How are vineyards smoked?
Anyone who knows their drinks will be aware that some whiskies are smoked by peat, which was traditionally burned as a fuel to heat distilleries’ kilns. Originally a by-product of the whisky-making process, the peaty flavour is now maintained intentionally by some Scottish regions.
In stark contrast, the smoky flavour of wine is usually unintentional. While some winemakers will char their barrels to add a subtle smoky note, the smoke which blights vineyard and grapes comes from wildfires. That may not have been a problem in decades gone by, when wildfires were a rarity. However, with global temperatures rising – and extreme heat more commonplace – scientists have expressed their concern that wildfires are becoming “more frequent, more intense and more widespread.”

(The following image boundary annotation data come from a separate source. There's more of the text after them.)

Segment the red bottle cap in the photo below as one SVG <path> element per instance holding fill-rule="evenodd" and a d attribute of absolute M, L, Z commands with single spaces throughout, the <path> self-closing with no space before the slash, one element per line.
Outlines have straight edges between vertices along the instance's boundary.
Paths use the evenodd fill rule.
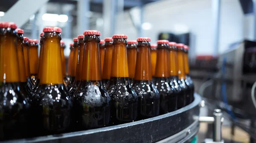
<path fill-rule="evenodd" d="M 86 30 L 84 31 L 84 35 L 96 35 L 100 36 L 100 32 L 96 30 Z"/>
<path fill-rule="evenodd" d="M 151 41 L 150 38 L 148 37 L 140 37 L 137 38 L 137 41 Z"/>
<path fill-rule="evenodd" d="M 10 28 L 12 29 L 16 29 L 17 25 L 16 24 L 12 22 L 0 22 L 0 28 Z"/>
<path fill-rule="evenodd" d="M 78 39 L 84 39 L 84 35 L 79 35 L 78 36 L 77 36 L 77 38 Z"/>
<path fill-rule="evenodd" d="M 38 43 L 38 40 L 37 39 L 29 39 L 29 43 Z"/>
<path fill-rule="evenodd" d="M 129 40 L 127 41 L 127 44 L 137 44 L 137 41 Z"/>
<path fill-rule="evenodd" d="M 168 44 L 169 43 L 169 41 L 166 40 L 157 40 L 157 44 Z"/>
<path fill-rule="evenodd" d="M 157 47 L 157 45 L 156 44 L 151 44 L 150 48 L 156 48 Z"/>
<path fill-rule="evenodd" d="M 100 40 L 100 42 L 99 42 L 99 44 L 104 44 L 105 42 L 105 41 L 101 40 Z"/>
<path fill-rule="evenodd" d="M 112 38 L 112 37 L 108 37 L 105 38 L 104 40 L 105 41 L 112 41 L 113 40 L 113 39 Z"/>
<path fill-rule="evenodd" d="M 184 48 L 184 45 L 182 43 L 179 43 L 176 44 L 176 47 L 177 48 Z"/>
<path fill-rule="evenodd" d="M 74 41 L 74 42 L 78 42 L 78 39 L 77 38 L 75 38 L 73 39 L 73 41 Z"/>
<path fill-rule="evenodd" d="M 62 40 L 61 40 L 61 45 L 65 45 L 65 42 Z"/>
<path fill-rule="evenodd" d="M 189 47 L 188 46 L 187 46 L 186 45 L 184 45 L 184 49 L 186 50 L 189 50 Z"/>
<path fill-rule="evenodd" d="M 115 34 L 112 36 L 112 39 L 127 39 L 128 37 L 127 35 L 125 34 Z"/>
<path fill-rule="evenodd" d="M 177 43 L 175 42 L 169 42 L 169 46 L 176 46 Z"/>
<path fill-rule="evenodd" d="M 43 36 L 44 36 L 44 32 L 42 32 L 42 33 L 40 33 L 40 36 L 42 37 Z"/>
<path fill-rule="evenodd" d="M 44 32 L 55 32 L 61 33 L 61 28 L 57 27 L 46 27 L 43 30 Z"/>
<path fill-rule="evenodd" d="M 27 37 L 23 37 L 23 40 L 24 40 L 24 41 L 29 41 L 29 38 L 28 38 Z"/>
<path fill-rule="evenodd" d="M 17 32 L 17 33 L 19 33 L 19 34 L 24 34 L 24 31 L 22 29 L 17 28 L 17 29 L 16 29 L 16 31 Z"/>

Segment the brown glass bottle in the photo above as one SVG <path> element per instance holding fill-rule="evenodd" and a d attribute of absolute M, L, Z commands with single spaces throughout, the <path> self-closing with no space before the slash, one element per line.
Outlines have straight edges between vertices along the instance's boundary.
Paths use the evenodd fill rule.
<path fill-rule="evenodd" d="M 184 44 L 177 44 L 177 59 L 178 63 L 178 71 L 179 76 L 179 80 L 178 83 L 182 87 L 183 92 L 185 95 L 185 99 L 184 100 L 184 104 L 187 105 L 188 101 L 190 101 L 189 93 L 190 90 L 189 87 L 187 83 L 186 83 L 186 74 L 185 73 L 185 69 L 184 65 Z M 182 103 L 182 99 L 180 99 L 180 100 L 179 101 L 179 103 Z"/>
<path fill-rule="evenodd" d="M 175 89 L 174 93 L 177 95 L 177 107 L 180 109 L 186 106 L 184 101 L 185 95 L 181 84 L 179 84 L 178 64 L 177 61 L 177 48 L 176 43 L 169 42 L 169 63 L 170 64 L 170 81 Z"/>
<path fill-rule="evenodd" d="M 46 27 L 42 44 L 39 86 L 33 96 L 34 125 L 38 135 L 67 132 L 72 103 L 64 84 L 60 40 L 61 29 Z"/>
<path fill-rule="evenodd" d="M 70 91 L 70 89 L 73 87 L 75 84 L 75 80 L 76 79 L 76 66 L 77 65 L 77 59 L 78 58 L 78 39 L 75 38 L 73 39 L 74 44 L 73 44 L 73 48 L 74 48 L 73 60 L 72 60 L 72 70 L 71 72 L 71 76 L 70 77 L 70 81 L 67 88 L 67 90 Z M 71 54 L 71 52 L 70 52 Z"/>
<path fill-rule="evenodd" d="M 77 129 L 107 126 L 110 119 L 110 98 L 101 81 L 99 43 L 100 32 L 84 32 L 85 48 L 81 85 L 74 97 Z"/>
<path fill-rule="evenodd" d="M 138 95 L 137 120 L 159 115 L 160 95 L 152 81 L 150 38 L 138 38 L 138 53 L 133 87 Z"/>
<path fill-rule="evenodd" d="M 150 59 L 151 59 L 151 69 L 152 69 L 152 76 L 154 77 L 156 70 L 157 63 L 157 44 L 151 44 L 150 48 Z"/>
<path fill-rule="evenodd" d="M 64 55 L 64 50 L 66 48 L 65 42 L 62 40 L 61 41 L 61 64 L 62 64 L 62 74 L 63 75 L 63 79 L 64 83 L 66 83 L 67 81 L 67 73 L 66 72 L 66 60 L 65 59 L 65 55 Z"/>
<path fill-rule="evenodd" d="M 24 68 L 25 62 L 23 53 L 23 34 L 24 31 L 23 30 L 20 28 L 16 29 L 16 31 L 17 33 L 17 55 L 18 56 L 19 72 L 20 73 L 20 87 L 21 91 L 30 101 L 32 97 L 32 93 L 28 85 L 26 77 L 26 70 Z"/>
<path fill-rule="evenodd" d="M 67 64 L 67 84 L 69 84 L 70 81 L 71 74 L 72 73 L 72 63 L 73 63 L 73 58 L 74 57 L 74 48 L 73 43 L 70 45 L 70 53 L 68 58 L 68 63 Z"/>
<path fill-rule="evenodd" d="M 23 37 L 23 53 L 25 62 L 26 77 L 27 79 L 28 86 L 30 89 L 34 85 L 30 78 L 30 69 L 29 68 L 29 38 Z"/>
<path fill-rule="evenodd" d="M 127 59 L 128 60 L 128 71 L 130 83 L 132 85 L 135 74 L 136 58 L 137 58 L 137 41 L 129 40 L 127 41 Z"/>
<path fill-rule="evenodd" d="M 83 60 L 84 53 L 84 35 L 79 35 L 78 36 L 78 57 L 77 58 L 77 65 L 76 65 L 76 79 L 73 87 L 70 88 L 70 95 L 73 95 L 79 88 L 81 82 L 81 76 L 82 76 L 82 70 L 83 68 Z"/>
<path fill-rule="evenodd" d="M 41 77 L 42 72 L 41 71 L 41 70 L 42 69 L 42 65 L 43 65 L 44 64 L 41 63 L 43 62 L 43 60 L 42 58 L 43 58 L 43 50 L 44 49 L 44 48 L 42 46 L 42 43 L 43 43 L 43 41 L 44 41 L 44 39 L 42 38 L 44 36 L 44 32 L 41 32 L 40 34 L 40 36 L 39 38 L 39 45 L 40 45 L 40 50 L 39 51 L 39 63 L 38 64 L 38 78 L 37 79 L 35 84 L 34 86 L 33 87 L 32 89 L 32 90 L 33 92 L 34 92 L 36 89 L 38 88 L 39 86 L 39 81 L 40 81 L 40 79 Z"/>
<path fill-rule="evenodd" d="M 160 114 L 173 111 L 177 109 L 177 96 L 170 84 L 168 63 L 168 40 L 157 42 L 157 58 L 154 84 L 160 94 Z"/>
<path fill-rule="evenodd" d="M 192 102 L 194 100 L 194 92 L 195 91 L 195 87 L 193 84 L 193 81 L 189 76 L 189 46 L 187 45 L 184 46 L 184 65 L 185 68 L 185 74 L 186 74 L 185 81 L 189 86 L 190 90 L 189 94 L 190 95 L 190 100 L 188 101 L 187 104 Z"/>
<path fill-rule="evenodd" d="M 29 39 L 29 56 L 30 77 L 35 84 L 38 79 L 38 40 L 36 39 Z"/>
<path fill-rule="evenodd" d="M 103 70 L 105 50 L 105 41 L 104 40 L 100 40 L 100 42 L 99 42 L 99 55 L 100 56 L 100 65 L 102 73 L 102 70 Z"/>
<path fill-rule="evenodd" d="M 0 140 L 29 136 L 30 105 L 20 88 L 17 26 L 0 22 Z"/>
<path fill-rule="evenodd" d="M 133 122 L 137 118 L 138 97 L 129 81 L 126 45 L 127 36 L 112 36 L 113 53 L 111 78 L 107 87 L 111 98 L 111 123 Z"/>
<path fill-rule="evenodd" d="M 113 42 L 112 37 L 105 38 L 105 56 L 104 56 L 104 63 L 103 64 L 103 70 L 102 72 L 102 83 L 105 89 L 109 84 L 110 80 L 110 73 L 111 72 L 111 65 L 112 58 L 113 53 Z"/>

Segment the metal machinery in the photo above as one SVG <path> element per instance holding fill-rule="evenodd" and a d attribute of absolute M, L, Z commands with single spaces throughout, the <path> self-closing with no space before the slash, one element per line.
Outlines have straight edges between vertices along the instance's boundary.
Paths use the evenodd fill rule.
<path fill-rule="evenodd" d="M 256 109 L 251 96 L 256 81 L 256 47 L 254 42 L 235 43 L 213 64 L 212 60 L 205 61 L 204 69 L 192 66 L 191 72 L 195 87 L 200 87 L 196 91 L 211 106 L 229 115 L 231 134 L 233 135 L 234 126 L 239 126 L 250 135 L 252 143 L 256 139 Z M 244 123 L 245 121 L 250 123 Z"/>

Understandably, that’s a problem for winemakers, whose wines can practically be ruined by the smoke exposure. The phenomenon is known as “smoke-taint”, and can lead to smoky, burnt and ashy flavours.
Identifying smoke taint
There are a wide range of readily available tests that allow winemakers to measure levels of sugar, sulphites and pesticides in their produce. Unfortunately, none of those are any use for smoke-taint. Instead, winemakers are turning to specialist laboratories who can identify smoke-taint markers in grapes, grape juice and wine.
Analysis is performed using gas chromatography, which assesses both free and sugar-bound compounds. Put simply, sugar-bound phenols are those which usually affect the taste and smell of the wine after fermentation, while free compounds are those already present in the grapes and juice.

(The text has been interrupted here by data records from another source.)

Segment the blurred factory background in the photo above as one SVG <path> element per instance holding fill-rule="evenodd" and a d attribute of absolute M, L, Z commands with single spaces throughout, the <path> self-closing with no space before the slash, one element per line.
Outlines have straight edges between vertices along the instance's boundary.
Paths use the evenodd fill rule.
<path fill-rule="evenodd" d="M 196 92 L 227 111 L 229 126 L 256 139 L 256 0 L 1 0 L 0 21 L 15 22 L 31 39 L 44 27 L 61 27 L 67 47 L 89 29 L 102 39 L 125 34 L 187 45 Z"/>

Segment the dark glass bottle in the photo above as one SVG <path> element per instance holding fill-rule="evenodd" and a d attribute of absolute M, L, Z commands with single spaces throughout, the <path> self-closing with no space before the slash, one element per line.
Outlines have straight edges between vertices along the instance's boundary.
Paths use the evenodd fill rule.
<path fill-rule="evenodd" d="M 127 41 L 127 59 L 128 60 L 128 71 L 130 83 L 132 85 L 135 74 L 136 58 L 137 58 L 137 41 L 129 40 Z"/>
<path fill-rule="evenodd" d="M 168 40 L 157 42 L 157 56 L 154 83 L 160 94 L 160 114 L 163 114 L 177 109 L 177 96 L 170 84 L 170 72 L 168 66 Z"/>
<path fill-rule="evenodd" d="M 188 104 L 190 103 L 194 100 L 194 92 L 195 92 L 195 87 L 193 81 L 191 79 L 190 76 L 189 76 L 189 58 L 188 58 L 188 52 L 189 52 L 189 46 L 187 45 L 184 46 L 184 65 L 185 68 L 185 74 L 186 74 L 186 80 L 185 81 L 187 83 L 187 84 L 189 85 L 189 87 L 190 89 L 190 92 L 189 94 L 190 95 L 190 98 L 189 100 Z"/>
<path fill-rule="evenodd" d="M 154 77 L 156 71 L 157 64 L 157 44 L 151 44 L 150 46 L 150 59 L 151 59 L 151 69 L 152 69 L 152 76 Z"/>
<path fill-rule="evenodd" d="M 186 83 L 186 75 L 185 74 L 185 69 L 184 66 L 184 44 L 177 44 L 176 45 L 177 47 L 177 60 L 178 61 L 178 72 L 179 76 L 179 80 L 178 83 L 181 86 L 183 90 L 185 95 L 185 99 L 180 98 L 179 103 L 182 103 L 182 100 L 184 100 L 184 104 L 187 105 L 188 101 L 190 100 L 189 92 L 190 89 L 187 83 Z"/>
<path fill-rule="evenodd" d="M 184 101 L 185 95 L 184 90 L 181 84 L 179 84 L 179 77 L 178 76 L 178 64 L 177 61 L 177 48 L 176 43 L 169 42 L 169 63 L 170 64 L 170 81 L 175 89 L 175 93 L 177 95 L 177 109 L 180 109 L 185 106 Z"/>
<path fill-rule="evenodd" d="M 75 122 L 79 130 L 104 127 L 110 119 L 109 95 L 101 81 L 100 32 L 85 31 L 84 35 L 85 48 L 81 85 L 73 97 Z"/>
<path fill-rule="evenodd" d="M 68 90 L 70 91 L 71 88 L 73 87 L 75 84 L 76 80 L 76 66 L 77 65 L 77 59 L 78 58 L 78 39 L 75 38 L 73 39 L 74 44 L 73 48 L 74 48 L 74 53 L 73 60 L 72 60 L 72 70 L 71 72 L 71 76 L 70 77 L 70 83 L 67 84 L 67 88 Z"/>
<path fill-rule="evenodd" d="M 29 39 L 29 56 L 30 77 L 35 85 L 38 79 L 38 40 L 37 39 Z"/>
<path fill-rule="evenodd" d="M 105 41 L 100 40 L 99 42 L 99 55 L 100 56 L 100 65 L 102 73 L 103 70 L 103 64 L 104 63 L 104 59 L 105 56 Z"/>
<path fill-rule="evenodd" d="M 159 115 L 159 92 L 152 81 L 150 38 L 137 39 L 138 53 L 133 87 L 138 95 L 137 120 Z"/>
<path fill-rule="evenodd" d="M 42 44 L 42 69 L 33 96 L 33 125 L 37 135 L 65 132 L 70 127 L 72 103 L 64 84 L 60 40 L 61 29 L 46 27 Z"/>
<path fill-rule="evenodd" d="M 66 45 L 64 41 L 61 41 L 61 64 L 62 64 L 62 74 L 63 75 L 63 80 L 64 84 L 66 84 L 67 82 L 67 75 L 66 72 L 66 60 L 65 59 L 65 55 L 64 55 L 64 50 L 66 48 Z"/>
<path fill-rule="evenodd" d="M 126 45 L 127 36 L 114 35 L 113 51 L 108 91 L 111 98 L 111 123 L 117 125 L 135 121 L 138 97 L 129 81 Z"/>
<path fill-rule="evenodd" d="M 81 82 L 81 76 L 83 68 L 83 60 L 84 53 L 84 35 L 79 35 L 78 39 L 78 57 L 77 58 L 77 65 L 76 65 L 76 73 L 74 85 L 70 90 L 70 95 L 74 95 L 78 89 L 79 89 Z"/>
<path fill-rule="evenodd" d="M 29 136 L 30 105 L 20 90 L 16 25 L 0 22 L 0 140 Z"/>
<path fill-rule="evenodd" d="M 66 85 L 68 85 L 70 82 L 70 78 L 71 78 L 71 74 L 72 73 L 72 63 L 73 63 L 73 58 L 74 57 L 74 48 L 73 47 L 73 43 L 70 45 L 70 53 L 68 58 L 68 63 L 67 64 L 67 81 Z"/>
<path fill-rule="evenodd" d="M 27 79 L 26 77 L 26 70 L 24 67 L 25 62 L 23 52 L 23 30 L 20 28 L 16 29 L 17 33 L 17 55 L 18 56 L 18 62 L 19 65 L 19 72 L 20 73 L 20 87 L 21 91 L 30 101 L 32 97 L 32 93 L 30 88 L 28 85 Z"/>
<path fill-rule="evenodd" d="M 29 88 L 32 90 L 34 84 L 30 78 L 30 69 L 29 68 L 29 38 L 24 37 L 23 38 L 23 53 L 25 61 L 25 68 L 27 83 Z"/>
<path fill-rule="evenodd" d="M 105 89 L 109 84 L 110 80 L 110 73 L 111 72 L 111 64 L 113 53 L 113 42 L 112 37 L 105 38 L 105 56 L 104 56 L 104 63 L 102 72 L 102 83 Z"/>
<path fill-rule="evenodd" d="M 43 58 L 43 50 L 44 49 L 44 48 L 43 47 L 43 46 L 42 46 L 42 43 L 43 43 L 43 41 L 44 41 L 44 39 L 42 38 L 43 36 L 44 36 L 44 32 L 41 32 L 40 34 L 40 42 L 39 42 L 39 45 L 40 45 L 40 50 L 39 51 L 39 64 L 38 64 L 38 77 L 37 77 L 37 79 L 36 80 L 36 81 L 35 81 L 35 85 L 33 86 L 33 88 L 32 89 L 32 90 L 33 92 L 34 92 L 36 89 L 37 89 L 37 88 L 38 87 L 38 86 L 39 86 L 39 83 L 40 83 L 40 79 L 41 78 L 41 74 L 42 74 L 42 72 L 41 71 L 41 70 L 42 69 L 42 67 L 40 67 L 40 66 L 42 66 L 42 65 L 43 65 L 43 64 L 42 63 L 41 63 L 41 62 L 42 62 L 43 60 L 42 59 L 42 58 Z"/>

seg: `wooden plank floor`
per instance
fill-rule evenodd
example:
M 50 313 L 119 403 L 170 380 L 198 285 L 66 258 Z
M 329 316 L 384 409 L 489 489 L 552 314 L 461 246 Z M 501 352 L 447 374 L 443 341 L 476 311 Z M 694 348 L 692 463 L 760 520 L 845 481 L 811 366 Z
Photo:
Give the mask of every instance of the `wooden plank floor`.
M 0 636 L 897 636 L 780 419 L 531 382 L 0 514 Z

The use of gas chromatography to distinguish between different tastes and smells is explored further in ‘Unique Separation of Mint Essential Oils by Gas Chromatography Mass Spectrometry Using Two Different Capillary Phases: Bonded Polyethylene Glycol and a Novel Ionic Liquid Phase’.
After analysing grapes, winemakers can be given a prediction for the quality of the wine they would produce – and how much smoke-taint can be expected. This allows them to make a decision on whether or not they want to proceed with production or cut their losses by scrapping their yield.